I have been with my boyfriend for 4 years (we did split last fall for a few months) but we have a 18 month old son. He will literally get high ( not inside, I would never allow that) and play XBOX for hours and our son will be in the same room but he cant pay attention to him for 5 minutes. He's all about men being "manly" and I get that playing with a 18month old isn't manly but neither is XBOX, if you ask me. But this is his flesh and blood and he just shows a general disinterest, it makes me sad any advice??


----------



## TheMizz...erable (Aug 14, 2011)

Did you talk to him about it? Why do you stay with him?


----------



## PrivateTalk (May 27, 2011)

How old is he? he may just not want to admit that his life has changed and is focusing on his games as an escape route...

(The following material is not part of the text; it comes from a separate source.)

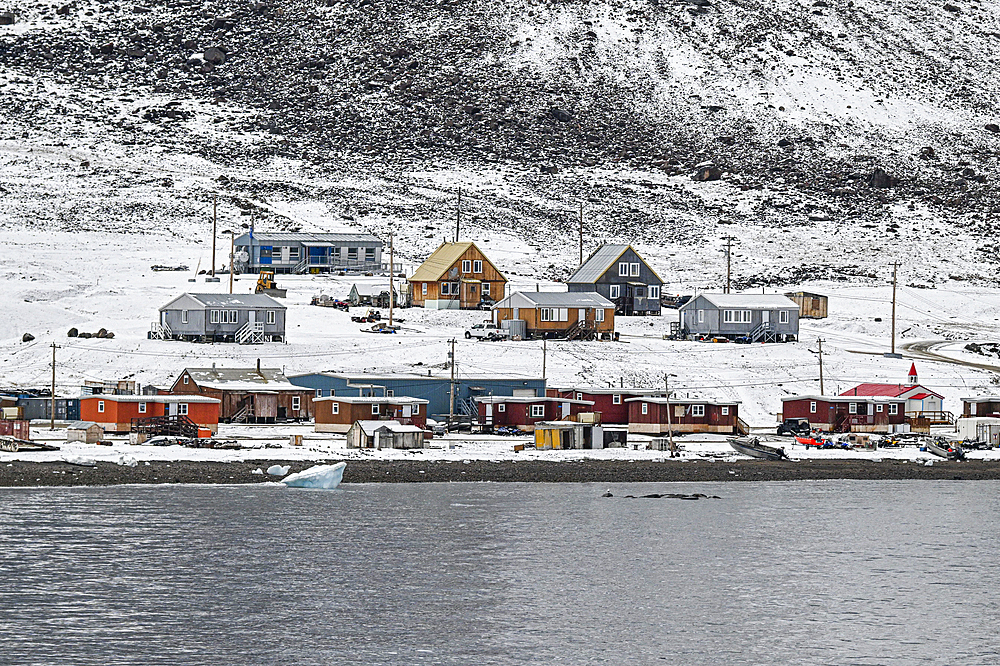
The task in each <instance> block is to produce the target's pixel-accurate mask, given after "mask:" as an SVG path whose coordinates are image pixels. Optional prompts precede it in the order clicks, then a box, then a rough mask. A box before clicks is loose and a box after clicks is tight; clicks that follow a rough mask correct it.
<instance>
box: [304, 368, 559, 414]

talk to him and tell him how this bothers you, by the by my DH loves to play games on the computer he actually turned this into a father son thing with his son from his first marrage DH and SS love to play together its their bonding time...lol


----------



## lost soul (May 20, 2009)

I don't think it's about playing psp,,,, sounds like it's about smoking weed


----------



## misstreated (Sep 8, 2011)

Hes 26, but I'm only 21 so I don't think his age would excuse it, he will literally play he game and our son is in the room and he wont even notice hes crying or getting into something he shouldn't. He does it with the TV too so I don't really know what to do anymore. Now we are separated because last Sunday he actually pushed me hard enough to leave marks right in front of our son. He was also slamming doors and yelling and making our son cry then he proceeded to throw things while holding our son. I ended up calling the police because I was scared for my son and my own safety. Now he keeps saying how big of a ***** I am for doing that to him, like the fact he did it to begin with doesn't even matter. I didn't even press charges, though I probably should have, I just wanted to deescalate the situation because it was out of control. His anger is uncontrollable!!


----------